J Clin Neurosci. 2019 Mar:61:174-179. doi: 10.1016/j.jocn.2018.10.043. Epub 2018 Oct 29.

Abstract

Introduction: The Movement Disorder Society's Unified Parkinson's Disease Rating Scale (MDS-UPDRS) is the current gold standard means of assessing disease state in Parkinson's disease (PD). Objective measures in the form of wearable sensors have the potential to improve our ability to monitor symptomology in PD, but numerous methodological challenges remain, including integration into the MDS-UPDRS. We applied a structured video coding scheme to temporally quantify clinical, scripted, motor tasks in the MDS-UPDRS for the alignment and integration of objective measures collected in parallel.

Methods: 25 PD subjects completed two video-recorded MDS-UPDRS administrations. Visual cues of task performance reliably identifiable in video recordings were used to construct a structured video coding scheme. Postural transitions were also defined and coded. Videos were independently coded by two trained non-expert coders and a third expert coder to derive indices of inter-rater agreement.
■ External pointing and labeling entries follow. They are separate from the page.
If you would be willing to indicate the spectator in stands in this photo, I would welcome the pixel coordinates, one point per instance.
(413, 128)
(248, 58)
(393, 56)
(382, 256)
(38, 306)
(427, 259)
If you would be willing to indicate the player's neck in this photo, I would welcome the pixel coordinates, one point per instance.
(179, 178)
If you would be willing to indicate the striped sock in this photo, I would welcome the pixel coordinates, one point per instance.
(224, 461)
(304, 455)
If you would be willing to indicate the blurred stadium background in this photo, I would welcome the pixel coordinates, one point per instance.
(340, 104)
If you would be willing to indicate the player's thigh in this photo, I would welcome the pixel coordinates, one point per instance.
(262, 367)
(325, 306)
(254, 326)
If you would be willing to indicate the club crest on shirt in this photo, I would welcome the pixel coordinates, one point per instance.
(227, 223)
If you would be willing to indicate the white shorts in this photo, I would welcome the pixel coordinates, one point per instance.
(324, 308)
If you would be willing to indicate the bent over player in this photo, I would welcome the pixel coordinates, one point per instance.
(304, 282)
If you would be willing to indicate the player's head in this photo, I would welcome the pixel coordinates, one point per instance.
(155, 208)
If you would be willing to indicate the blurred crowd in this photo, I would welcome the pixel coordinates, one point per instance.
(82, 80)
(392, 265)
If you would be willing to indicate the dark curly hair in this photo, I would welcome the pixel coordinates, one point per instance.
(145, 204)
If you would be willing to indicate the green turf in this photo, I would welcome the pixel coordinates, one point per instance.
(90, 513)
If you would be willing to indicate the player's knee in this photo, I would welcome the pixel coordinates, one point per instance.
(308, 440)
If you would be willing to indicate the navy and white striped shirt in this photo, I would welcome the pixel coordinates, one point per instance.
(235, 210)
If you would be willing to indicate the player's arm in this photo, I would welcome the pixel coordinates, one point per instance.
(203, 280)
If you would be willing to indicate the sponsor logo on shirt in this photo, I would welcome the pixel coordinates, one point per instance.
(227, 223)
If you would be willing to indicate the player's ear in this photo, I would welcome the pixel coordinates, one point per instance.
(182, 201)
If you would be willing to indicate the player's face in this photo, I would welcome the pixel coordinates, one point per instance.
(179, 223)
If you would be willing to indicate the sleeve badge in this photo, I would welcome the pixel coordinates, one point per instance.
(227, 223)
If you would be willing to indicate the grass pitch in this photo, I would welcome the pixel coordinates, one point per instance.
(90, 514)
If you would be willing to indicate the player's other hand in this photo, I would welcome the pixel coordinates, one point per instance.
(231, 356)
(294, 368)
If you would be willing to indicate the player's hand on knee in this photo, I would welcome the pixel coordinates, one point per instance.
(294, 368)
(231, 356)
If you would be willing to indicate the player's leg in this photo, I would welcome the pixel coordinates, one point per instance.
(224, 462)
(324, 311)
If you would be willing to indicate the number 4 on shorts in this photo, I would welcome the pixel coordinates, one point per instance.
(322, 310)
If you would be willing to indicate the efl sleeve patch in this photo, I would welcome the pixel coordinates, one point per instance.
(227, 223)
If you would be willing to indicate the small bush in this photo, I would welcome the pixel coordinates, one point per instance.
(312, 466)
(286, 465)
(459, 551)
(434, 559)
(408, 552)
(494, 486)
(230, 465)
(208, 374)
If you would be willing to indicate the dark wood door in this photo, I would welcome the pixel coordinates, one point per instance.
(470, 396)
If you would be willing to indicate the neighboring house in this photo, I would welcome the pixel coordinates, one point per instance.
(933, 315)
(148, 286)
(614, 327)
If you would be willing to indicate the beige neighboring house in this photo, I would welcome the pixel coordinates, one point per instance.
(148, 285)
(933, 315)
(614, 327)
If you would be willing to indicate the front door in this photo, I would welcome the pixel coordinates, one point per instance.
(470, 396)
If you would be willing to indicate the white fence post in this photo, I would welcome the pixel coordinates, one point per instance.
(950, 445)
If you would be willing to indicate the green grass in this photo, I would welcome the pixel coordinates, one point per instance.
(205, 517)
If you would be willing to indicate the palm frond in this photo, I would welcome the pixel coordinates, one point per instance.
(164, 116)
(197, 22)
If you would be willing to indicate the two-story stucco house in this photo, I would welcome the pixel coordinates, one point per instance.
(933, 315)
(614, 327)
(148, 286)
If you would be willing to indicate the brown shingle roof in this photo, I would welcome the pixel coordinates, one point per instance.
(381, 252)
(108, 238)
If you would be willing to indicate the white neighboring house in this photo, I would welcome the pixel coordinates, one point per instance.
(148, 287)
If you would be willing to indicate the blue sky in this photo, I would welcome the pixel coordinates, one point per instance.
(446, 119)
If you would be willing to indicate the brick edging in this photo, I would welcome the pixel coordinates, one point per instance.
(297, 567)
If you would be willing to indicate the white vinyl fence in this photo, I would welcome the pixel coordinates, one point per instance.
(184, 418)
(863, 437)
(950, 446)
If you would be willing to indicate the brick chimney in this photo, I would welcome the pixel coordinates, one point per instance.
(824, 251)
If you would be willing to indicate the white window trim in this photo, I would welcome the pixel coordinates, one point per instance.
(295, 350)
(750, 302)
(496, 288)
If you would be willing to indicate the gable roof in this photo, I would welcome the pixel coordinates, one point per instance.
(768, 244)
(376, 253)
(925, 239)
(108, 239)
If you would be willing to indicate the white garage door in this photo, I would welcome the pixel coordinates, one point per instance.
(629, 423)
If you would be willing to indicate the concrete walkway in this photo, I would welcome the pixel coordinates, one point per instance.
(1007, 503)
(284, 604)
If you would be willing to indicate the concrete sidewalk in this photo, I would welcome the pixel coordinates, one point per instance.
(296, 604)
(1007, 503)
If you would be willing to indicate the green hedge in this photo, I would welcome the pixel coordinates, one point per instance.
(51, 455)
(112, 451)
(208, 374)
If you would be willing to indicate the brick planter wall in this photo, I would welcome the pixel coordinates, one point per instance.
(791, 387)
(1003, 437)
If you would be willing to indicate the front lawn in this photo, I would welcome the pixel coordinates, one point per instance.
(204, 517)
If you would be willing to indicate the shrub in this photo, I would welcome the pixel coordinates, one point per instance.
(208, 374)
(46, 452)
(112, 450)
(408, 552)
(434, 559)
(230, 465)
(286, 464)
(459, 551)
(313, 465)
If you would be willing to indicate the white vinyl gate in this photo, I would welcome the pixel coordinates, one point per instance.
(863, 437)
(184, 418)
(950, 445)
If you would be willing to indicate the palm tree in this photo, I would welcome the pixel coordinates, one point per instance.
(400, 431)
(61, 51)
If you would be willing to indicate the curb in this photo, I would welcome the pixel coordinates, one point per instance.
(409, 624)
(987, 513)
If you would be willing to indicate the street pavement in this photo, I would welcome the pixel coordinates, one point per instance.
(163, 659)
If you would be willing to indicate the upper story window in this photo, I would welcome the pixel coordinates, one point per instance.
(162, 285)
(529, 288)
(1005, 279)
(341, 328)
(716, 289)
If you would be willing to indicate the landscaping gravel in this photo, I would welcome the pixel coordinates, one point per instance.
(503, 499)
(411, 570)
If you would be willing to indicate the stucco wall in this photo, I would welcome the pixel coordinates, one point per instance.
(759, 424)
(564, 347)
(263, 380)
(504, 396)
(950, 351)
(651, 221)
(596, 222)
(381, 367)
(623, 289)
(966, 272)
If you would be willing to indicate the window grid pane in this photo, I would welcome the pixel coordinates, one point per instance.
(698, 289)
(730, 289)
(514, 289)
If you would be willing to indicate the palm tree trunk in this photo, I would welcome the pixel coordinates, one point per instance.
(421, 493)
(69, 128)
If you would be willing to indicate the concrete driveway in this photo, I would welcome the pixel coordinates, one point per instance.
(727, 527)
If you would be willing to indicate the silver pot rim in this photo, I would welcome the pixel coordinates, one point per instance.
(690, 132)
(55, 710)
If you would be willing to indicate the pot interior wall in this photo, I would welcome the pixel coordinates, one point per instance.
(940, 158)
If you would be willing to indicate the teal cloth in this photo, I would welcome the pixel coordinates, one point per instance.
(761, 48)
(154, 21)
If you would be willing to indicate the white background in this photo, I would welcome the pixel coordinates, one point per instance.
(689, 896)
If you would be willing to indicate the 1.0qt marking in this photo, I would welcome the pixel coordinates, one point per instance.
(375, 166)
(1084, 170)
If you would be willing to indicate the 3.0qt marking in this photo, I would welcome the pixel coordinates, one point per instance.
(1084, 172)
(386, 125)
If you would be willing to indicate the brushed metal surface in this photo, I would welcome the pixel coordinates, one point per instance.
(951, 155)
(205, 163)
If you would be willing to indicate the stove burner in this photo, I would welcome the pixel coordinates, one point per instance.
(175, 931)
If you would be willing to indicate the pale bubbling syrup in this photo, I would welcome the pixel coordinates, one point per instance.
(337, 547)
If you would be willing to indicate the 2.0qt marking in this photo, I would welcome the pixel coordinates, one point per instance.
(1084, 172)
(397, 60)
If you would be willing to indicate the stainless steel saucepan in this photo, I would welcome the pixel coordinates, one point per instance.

Results: 50 videos of MDS-UPDRS performance were fully coded. Non-expert coders achieved a high level of agreement (Cohen's κ > 0.8) on all postural transitions and scripted motor tasks except for Postural Stability (κ = 0.617); this level of agreement was largely maintained even when more stringent thresholds for agreement were applied. Durations coded by non-expert coders and expert coders were significantly different (p < 0.05) for only Postural Stability and Rigidity, Left Upper Limb.

Conclusions: Non-expert coders consistently and accurately quantified discrete behavioral components of the MDS-UPDRS using a structured video coding scheme; this represents a novel, promising approach for integrating objective and clinical measures into unified, longitudinal datasets.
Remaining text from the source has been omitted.